Aetna (AET) also happens to go ex-dividend this week, and is part of an already strong healthcare sector, but not part of the broken record pattern. The fact that it's near its short-term high is a little troubling for a new investment, but for a very quick trade, especially using a weekly call option sale, it may be appealing enough to go with the crowd for just a few days.
Both of the Momentum selections for this week were choices that could easily have been bought last week, as long as personal distractions weren't so vexing.
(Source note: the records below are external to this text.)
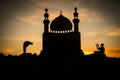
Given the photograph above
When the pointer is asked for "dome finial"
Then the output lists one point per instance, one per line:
(60, 12)
(75, 9)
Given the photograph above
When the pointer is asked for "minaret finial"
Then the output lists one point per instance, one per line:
(75, 13)
(46, 15)
(60, 12)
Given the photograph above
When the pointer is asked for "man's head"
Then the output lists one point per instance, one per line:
(101, 44)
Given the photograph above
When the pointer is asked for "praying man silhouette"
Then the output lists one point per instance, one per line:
(25, 45)
(100, 48)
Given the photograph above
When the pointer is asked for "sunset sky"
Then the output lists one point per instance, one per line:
(22, 20)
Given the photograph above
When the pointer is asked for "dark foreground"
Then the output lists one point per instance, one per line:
(34, 67)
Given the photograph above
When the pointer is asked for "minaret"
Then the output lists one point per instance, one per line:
(46, 21)
(76, 20)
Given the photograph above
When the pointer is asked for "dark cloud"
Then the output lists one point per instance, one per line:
(9, 9)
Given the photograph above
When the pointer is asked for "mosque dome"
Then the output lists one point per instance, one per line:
(61, 23)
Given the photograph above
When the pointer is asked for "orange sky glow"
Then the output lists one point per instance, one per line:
(26, 23)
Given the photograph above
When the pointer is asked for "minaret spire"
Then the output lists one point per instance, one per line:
(75, 20)
(46, 21)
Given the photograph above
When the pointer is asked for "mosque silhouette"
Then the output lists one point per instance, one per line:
(59, 39)
(61, 56)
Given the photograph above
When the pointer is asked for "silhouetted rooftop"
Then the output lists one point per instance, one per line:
(61, 23)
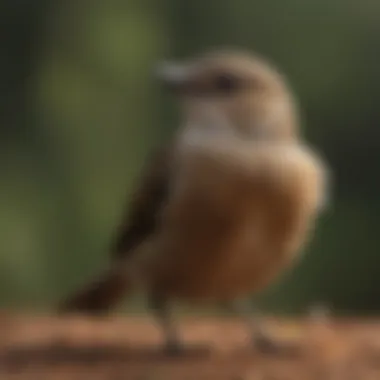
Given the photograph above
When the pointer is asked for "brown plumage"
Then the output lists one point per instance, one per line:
(228, 204)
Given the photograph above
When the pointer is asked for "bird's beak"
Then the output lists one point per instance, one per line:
(173, 75)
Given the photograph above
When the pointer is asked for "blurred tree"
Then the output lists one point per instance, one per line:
(79, 111)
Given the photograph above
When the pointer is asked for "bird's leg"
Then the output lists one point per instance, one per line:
(161, 308)
(261, 340)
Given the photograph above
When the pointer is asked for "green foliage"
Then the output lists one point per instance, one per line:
(84, 111)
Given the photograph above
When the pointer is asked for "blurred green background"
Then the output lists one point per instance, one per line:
(80, 111)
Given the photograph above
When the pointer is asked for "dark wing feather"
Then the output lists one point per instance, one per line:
(150, 195)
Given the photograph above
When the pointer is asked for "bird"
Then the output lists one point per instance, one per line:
(226, 205)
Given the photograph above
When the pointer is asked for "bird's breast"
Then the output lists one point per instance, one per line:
(231, 225)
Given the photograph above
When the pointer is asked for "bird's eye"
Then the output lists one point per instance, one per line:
(226, 83)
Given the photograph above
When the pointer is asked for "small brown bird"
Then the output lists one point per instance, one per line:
(227, 205)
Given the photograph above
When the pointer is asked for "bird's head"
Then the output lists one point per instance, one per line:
(233, 93)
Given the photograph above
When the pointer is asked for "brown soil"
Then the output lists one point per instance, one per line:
(216, 349)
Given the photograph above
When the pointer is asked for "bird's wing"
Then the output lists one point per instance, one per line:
(141, 219)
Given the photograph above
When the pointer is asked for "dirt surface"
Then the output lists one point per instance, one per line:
(130, 348)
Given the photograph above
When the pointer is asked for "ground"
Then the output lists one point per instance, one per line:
(118, 348)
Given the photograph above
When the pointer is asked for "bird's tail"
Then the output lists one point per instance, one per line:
(99, 296)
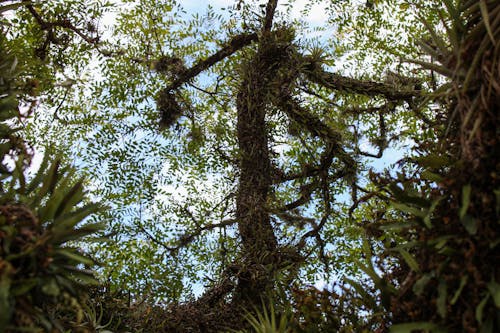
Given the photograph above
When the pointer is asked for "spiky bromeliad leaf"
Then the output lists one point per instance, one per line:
(41, 216)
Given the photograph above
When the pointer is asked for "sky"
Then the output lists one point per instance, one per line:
(317, 16)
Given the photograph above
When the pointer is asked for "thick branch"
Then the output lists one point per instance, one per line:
(368, 88)
(270, 10)
(235, 44)
(66, 24)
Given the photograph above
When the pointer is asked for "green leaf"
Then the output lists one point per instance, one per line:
(470, 224)
(441, 300)
(21, 287)
(486, 19)
(419, 286)
(465, 201)
(409, 209)
(480, 308)
(51, 288)
(494, 289)
(5, 305)
(463, 282)
(73, 255)
(410, 261)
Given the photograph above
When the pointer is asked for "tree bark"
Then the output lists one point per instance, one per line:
(255, 228)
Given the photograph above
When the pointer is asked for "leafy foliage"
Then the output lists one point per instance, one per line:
(41, 275)
(236, 152)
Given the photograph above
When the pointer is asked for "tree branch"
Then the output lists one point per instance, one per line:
(270, 10)
(368, 88)
(66, 24)
(235, 44)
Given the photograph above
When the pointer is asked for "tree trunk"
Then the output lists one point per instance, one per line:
(256, 231)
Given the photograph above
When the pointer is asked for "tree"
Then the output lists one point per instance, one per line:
(283, 127)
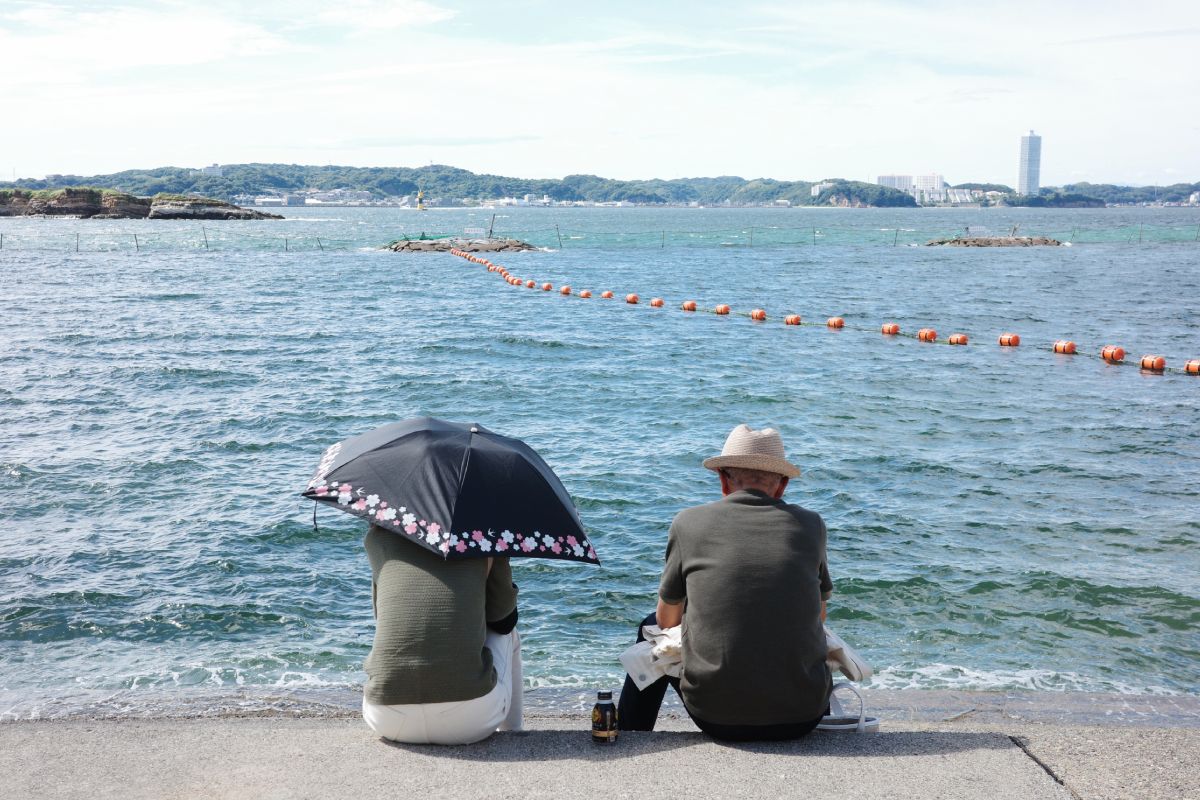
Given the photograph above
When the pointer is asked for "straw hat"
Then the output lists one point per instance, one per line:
(751, 449)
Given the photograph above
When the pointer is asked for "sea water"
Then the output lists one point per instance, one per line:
(999, 518)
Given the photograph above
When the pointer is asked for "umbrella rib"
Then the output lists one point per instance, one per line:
(462, 476)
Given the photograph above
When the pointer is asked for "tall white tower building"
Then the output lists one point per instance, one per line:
(1029, 178)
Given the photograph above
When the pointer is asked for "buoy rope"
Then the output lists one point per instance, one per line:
(695, 308)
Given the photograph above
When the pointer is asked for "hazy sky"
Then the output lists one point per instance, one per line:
(647, 89)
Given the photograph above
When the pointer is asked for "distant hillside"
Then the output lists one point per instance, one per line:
(451, 184)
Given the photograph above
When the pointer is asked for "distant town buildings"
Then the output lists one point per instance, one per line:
(924, 188)
(1030, 173)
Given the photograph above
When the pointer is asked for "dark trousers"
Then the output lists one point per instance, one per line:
(639, 710)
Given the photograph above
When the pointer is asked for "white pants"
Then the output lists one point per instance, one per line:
(460, 722)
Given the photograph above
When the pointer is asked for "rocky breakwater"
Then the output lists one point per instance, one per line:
(995, 241)
(468, 245)
(108, 204)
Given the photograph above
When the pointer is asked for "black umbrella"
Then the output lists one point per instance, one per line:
(457, 489)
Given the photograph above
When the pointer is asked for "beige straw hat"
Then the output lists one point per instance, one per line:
(751, 449)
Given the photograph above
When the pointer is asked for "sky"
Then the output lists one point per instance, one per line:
(622, 89)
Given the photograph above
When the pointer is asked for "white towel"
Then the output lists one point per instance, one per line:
(661, 654)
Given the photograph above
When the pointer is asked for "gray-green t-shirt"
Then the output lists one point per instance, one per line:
(753, 573)
(431, 619)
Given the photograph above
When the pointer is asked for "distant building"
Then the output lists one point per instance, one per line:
(924, 188)
(903, 182)
(1029, 178)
Both YUM Brands (YUM) and Freeport McMoRan (FCX) also happen to be going ex-dividend this week. The big and very big caveat, however is that YUM Brands reports earnings after the market close on Tuesday, while it goes ex-dividend the next day. That means that in order to capture the dividend, you would be taking earnings-related risk. Given that YUM is very often one of those companies whose share price over-responds to all kinds of Chinese economy-related theories, it may end up being best to stay away. However, if YUM trades weakly on Tuesday in advance of the report, I'd be more inclined to pick up shares going into the close, but certainly using an in the money strike price.
Traditional Stocks: Aetna, Microsoft, Phillips 66
Momentum Stocks: Freeport McMoRan, YUM Brands
Double Dip Dividend: Aetna (ex-div 10/9), Freeport McMoRan (ex-div 10/11), YUM Brands (ex-div 10/10)
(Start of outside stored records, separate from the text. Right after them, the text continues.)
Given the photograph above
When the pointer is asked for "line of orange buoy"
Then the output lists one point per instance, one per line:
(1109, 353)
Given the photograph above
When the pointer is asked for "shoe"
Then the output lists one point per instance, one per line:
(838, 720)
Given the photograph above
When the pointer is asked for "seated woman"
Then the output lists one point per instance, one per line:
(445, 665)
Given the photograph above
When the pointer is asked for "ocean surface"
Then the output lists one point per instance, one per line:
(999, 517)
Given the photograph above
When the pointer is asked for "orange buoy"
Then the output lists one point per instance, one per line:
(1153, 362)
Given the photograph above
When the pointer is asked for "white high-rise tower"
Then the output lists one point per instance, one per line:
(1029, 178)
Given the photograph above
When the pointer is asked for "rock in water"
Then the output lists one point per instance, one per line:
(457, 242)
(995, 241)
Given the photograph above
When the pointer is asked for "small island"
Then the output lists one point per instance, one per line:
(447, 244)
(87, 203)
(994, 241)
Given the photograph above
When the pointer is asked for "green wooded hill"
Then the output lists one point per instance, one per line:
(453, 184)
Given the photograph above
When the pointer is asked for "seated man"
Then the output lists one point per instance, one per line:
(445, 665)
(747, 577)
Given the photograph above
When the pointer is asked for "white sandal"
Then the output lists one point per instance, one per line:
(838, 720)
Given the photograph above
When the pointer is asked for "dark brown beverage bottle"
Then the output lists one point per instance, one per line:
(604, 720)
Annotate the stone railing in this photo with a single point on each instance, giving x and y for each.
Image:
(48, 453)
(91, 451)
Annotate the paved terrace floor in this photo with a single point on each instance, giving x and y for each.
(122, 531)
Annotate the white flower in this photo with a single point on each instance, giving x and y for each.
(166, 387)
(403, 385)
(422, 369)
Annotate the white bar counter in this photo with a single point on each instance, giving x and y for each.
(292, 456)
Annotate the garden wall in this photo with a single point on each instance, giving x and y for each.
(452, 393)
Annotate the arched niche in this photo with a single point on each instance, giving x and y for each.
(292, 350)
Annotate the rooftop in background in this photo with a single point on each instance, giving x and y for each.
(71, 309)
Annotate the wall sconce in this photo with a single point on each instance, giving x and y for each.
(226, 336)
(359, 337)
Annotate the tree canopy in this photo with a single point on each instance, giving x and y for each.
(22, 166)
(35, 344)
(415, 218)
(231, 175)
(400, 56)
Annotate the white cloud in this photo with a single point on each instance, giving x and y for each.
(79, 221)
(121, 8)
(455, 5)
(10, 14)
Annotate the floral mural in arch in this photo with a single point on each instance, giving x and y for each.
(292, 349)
Remember, these are just guidelines for the coming week. Adjust accordingly with market movement, and you'll have the makings of a healthy income stream for the week with reduced risk.
Disclosure: I have no positions in any stocks mentioned, but may initiate a long position in AET, PSX, MSFT, YUM, FCX over the next 72 hours. I wrote this article myself, and it expresses my own opinions. I am not receiving compensation for it (other than from Seeking Alpha). I have no business relationship with any company whose stock is mentioned in this article.